At the same time, experts said they doubted Iran's air force was anywhere near a stage of development that could challenge Israel's Air Force.
At the beginning of February, Jane's Defense Weekly reported that "Iranian pilots are stepping up training and exercises for long-range missions."
Quoting "Western defense sources," the report said "Iran is pursuing a longer-range strike capability for its air assets to support the delivery of more powerful strategic weapon systems," adding that Tehran was "investing considerable resources" in aerial refueling capabilities. The training involved Iran Air Force's (IRIAF's) Sukhoi Su-24MK strike aircraft, Jane's Weekly said.
The aerial refueling exercises, originating out of the Tactical Air Base 7 in Shiraz, southwest Iran, take place at night and involve planes flying at very low altitudes, the report continued. The exercises were aimed at simulating "operational scenarios that would entail night-time refueling of an Iranian attack aircraft, at low altitude over the Mediterranean, outward bound en route to the target," Jane's Weekly added.
'Iran jets can reach Israel'
Dr. Ephraim Kam, who teaches securities studies at Tel Aviv University, and is Deputy Head of the Jaffee Center for Strategic Studies, confirmed that Iran possesses long-range warplanes. "They don't have many, but the Sukhoi Su-24 can also reach Israel. Iran also has a certain ability - though I'm not sure to what extent - to refuel in the air," Kam said.
"They could be taking Israel into account during their training," Kam said, adding: "It's logical, because if Israel attacks, they would want to respond. If they reach a nuclear ability, they may also want to have the option of using planes to launch nuclear missiles, and not rely solely on the Shihab 3 missile. This can't be ruled out," Kam said.

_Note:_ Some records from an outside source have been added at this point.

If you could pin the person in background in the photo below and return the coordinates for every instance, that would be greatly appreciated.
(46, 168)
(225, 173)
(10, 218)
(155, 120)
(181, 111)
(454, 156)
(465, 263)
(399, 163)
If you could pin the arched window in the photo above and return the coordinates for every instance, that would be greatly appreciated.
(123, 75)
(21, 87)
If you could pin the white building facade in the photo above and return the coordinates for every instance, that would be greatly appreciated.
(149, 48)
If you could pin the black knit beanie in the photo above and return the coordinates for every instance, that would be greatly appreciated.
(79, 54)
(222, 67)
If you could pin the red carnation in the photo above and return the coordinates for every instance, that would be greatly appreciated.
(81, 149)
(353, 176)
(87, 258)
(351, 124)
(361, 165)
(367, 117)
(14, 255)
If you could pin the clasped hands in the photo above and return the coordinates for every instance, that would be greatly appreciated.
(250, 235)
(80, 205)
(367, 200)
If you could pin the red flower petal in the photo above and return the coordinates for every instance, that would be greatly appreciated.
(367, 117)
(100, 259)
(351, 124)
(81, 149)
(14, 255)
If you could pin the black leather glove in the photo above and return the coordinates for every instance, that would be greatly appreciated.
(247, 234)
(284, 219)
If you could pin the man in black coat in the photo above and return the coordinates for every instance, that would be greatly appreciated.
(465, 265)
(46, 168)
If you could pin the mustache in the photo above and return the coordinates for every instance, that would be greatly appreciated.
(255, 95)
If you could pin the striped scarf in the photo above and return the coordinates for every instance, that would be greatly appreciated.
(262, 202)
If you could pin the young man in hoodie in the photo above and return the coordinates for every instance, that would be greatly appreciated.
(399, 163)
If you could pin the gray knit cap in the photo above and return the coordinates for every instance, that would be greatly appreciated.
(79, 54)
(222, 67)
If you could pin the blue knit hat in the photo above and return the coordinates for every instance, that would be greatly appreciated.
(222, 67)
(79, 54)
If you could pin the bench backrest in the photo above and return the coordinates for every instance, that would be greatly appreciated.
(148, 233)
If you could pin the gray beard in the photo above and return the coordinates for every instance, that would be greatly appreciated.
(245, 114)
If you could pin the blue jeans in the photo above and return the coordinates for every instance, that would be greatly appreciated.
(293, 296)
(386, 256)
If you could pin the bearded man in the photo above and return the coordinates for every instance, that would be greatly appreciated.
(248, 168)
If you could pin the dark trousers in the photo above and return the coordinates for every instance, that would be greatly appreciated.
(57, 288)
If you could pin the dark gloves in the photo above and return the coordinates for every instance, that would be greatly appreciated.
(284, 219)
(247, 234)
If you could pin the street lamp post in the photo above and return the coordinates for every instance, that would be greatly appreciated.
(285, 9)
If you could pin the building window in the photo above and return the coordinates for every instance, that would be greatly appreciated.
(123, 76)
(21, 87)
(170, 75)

Kam added that Israel has been aware of Iran's air force capabilities for many years. "Against the Israeli Air Force, these planes are not very significant. They are not so developed in their long-range attack abilities. The Iranians are not sufficiently familiar with the Israel arena, and the Israeli Air Force (IAF) is much more developed. I assume Israel has answers to this," he said.
'Israel not at top of target list'
Yizhak Shapir, an expert on Iran's military capabilities, also of the Jaffee Center for Strategic Studies, told Ynetnews that Israel was not at the top of Iran's target list. "Strategically, Israel is in a fairly low place on the list of Iran's targets," he said, adding: "It's not in first place."
"Ideologically, Israel is seen as an envoy of West. Strategically, they have many targets to look for, and they are looking to develop their air force capabilities," Shapir said.
"After saying that, it's also important to say their air force is small and weak, and certainly not close to being able to deal with IAF. Their warplanes the Sukhoi Su24, are from the 1980s. Their capabilities are from the last generation. They have a relatively small number of planes," Shapir noted.
'Israel is publicly-stated destination'
Professor Raymond Tanter, founder of the Iran Policy Committee, did not specifically comment on the report by Jane's, but did suggest that Israel was in first place in Iran's list of targets. He underlined in an email sections of a recent book he co-authored, titled What Makes Tehran Tick, which he said "provides our latest thinking on the Iranian missile threat and motivations of the regime."
"Israel is the publicly-state destination of these missiles. Such targeting is not only declared in speeches of Iran's top leadership, but also inscribed on the fuselages of the missiles," the book passage said.
"At the same time, Iran is developing ideas for deceptive weaponry, such as transferable warheads. Iran's ballistic missile development is racing ahead in much the same way as its uranium enrichment, formulating missiles that could be fitted with the nuclear, chemical, or biological weapons as well as the conventional warheads that most of them were designed to carry," the book added.
Referring to Hizbullah's role in Iran's targeting of Israel, the passage continued: "Since the Shahab-3 was not used during the 2006 war in Lebanon, Iran may have been authorizing a closely-located third party to strike back strategically if the need arose, such as a response to an Israeli strike on Iran's nuclear program."